Agreement between IHC scoring of HIF1α by two pathologists (SR and NM) was assessed using the Bland–Altman plot, and the concordance correlation coefficient was derived.[30,31] Scoring of SR was used for analysis after obtaining consensus in the cases with H-score difference of >100, which were jointly reviewed by both the pathologists. Statistical analyses were performed using IBM SPSS software version 21 (SPSS Inc., IL, USA); STATA version 14 (StataCorp, TX, USA) was used for the bootstrap procedure and for generating forest plots; all reported P values are two-sided and P value of 0.05 or less was considered statistically significant. The study followed the REMARK guidelines for reporting.[32,33]

Results

Patients and HPV screening

Out of 432 cases screened for HPV, 25 (5.8%) cases showed the presence of transcriptionally active high-risk HPV (Supplementary Fig. 1) and the results were inconclusive in 3 (0.7%) cases. We excluded these 28 cases and carried out biomarker analysis in the remaining 404 HPV-negative cases out of which 206 received CRT and 198 received NCRT treatment. The workflow of the study is outlined in Fig. 1. Baseline characteristics of the patients were balanced between the two treatment groups, and were representative of the total trial population (Table 1). Kaplan–Meier plots showing the treatment outcomes in the biomarker subgroup (n = 404) are provided in Supplementary Fig. 2. A total of 241 patients (45%) had died at the time of analysis, and the median follow-up of patients still alive was 39.13 months; 4-year survival rates are reported.

Fig. 1

Flow diagram of the study.

(*) Both saliva and tumour tissue were screened in 221 cases for HPV–DNA by PCR; for 128 cases, only saliva sample and for 54 cases only tumour tissue was analysed for HPV–DNA by PCR. (**) Biomarker groups differed in sample size due to limited availability of biopsy tumour tissue; LA-HNSCC   locally advanced HNSCC, HPV   human papilloma virus, FISH   fluorescence in situ hybridisation.

Table 1

Demographics and baseline characteristics of HNSCC patients enrolled in a randomised clinical trial, CTRI/2014/09/004980, Tata Memorial Hospital, India.

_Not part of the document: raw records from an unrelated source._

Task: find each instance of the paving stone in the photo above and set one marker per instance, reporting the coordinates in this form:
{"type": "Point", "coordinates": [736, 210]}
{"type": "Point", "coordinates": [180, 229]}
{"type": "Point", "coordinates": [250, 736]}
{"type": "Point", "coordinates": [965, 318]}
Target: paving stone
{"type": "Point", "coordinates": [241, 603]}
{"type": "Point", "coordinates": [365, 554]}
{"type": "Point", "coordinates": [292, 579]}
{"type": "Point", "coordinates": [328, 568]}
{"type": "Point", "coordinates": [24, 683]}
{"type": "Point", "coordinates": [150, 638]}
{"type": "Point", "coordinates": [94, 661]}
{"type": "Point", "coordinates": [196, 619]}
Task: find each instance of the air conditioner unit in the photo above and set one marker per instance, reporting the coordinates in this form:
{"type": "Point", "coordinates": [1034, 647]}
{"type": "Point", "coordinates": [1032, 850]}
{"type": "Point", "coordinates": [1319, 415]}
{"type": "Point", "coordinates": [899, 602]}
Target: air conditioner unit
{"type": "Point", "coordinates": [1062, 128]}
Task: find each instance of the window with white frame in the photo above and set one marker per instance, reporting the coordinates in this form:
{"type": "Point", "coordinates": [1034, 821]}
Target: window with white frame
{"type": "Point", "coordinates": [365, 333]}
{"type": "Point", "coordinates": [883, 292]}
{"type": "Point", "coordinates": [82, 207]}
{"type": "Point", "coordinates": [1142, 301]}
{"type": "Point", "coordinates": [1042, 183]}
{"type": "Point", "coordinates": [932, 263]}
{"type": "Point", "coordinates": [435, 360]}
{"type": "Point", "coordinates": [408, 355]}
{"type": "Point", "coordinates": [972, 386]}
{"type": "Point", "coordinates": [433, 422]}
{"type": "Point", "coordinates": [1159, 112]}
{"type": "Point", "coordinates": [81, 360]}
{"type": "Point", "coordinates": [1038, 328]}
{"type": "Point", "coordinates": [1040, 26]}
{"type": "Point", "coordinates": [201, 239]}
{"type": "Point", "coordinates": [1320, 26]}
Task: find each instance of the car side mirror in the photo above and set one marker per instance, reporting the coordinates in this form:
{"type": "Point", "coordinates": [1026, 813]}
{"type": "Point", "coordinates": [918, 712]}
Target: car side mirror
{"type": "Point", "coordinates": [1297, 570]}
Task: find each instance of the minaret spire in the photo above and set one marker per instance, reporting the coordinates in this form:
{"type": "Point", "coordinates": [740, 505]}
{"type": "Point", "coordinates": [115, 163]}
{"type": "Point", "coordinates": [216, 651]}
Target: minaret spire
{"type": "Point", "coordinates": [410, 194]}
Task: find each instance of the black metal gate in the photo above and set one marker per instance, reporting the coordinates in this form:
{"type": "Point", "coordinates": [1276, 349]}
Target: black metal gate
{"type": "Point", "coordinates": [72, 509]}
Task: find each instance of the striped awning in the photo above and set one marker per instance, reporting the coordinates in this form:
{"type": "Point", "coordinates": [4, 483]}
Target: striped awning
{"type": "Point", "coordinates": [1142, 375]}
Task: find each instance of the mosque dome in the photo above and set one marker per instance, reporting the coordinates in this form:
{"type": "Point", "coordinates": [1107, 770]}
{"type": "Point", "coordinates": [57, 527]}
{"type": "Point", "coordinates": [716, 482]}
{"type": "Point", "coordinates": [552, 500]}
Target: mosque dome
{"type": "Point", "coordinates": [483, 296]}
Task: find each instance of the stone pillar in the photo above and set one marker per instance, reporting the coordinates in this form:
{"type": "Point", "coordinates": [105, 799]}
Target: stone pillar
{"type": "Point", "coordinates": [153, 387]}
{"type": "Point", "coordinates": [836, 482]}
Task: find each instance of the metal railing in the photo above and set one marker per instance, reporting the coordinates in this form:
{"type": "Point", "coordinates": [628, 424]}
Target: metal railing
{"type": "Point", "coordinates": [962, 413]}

Characteristics	Trial population (N = 536)		Biomarker subgroup (N = 404)
	CRT (n = 268)	NCRT (n = 268)	CRT (n = 206)	NCRT (n = 198)	P value
Age (years)
Median and range	54 (26–77)	55 (20–73)	54 (28–77)	56 (23–73)
40 or below	26 (9.7)	30 (11.2)	16 (7.8)	19 (9.6)	0.217
>40 and <60	165 (61.6)	156 (58.2)	132 (64.1)	110 (55.6)
60 and above	77 (28.7)	82 (30.6)	58 (28.1)	69 (34.8)
Gender
Male	231 (86.2)	226 (84.3)	181 (88.3)	171 (86.4)	0.653
Female	37 (13.8)	42 (15.7)	25 (11.7)	27 (13.6)
ECOG PS
0	58 (21.6)	60 (22.4)	47 (22.8)	44 (22.2)	0.887
1–2	210 (78.4)	208 (77.6)	159 (77.2)	154 (77.8)
Site of tumour
Hypopharynx	47 (17.5)	62 (23.1)	42 (20.4)	49 (24.7)	0.174
Larynx	83 (31)	72 (26.9)	66 (32)	49 (24.7)
Oral cavity	3 (1.1)	0 (0)	2 (1)	0 (0)
Oropharynx	135 (50.4)	134 (50)	96 (46.6)	100 (50.5)
Clinical stagea
II	5 (1.9)	4 (1.5)	0 (0)	0 (0)	0.158
III	77 (28.7)	65 (24.3)	58 (28.2)	40 (20.2)
IVA	80 (29.9)	81 (30.2)	57 (27.7)	65 (32.8)
IVB	106 (39.6)	118 (44.0)	91 (44.2)	93 (47.0)
T stagea
T1–T2	56 (20.9)	41 (15.3)	41 (19.9)	34 (17.2)	0.48
T3–T4	212 (79.1)	227 (84.7)	165 (80.1)	164 (82.8)
N stagea
N0–N1	107 (39.9)	92 (34.3)	80 (38.8)	64 (32.3)	0.172
N2–N3	161 (60.1)	176 (65.7)	126 (61.2)	134 (67.7)
Tobacco and alcohol habits
No habits	27 (10.1)	30 (11.2)	14 (6.8)	16 (8.1)	0.513
Exclusive chewer	44 (16.4)	48 (17.9)	36 (17.5)	40 (20.2)
Exclusive smokerb	50 (18.6)	49 (18.3)	37 (18)	33 (16.7)
Exclusive drinker	3 (1.1)	8 (3)	1 (0.5)	4 (2)
Mixed habitsc	139 (51.9)	121 (45.1)	114 (55.3)	98 (49.5)
No information	5 (1.9)	12 (4.5)	4 (1.9)	7 (3.5)

CRT cisplatin radiation, NCRT nimotuzumab plus cisplatin radiation, ECOG Eastern Cooperative Oncology Group.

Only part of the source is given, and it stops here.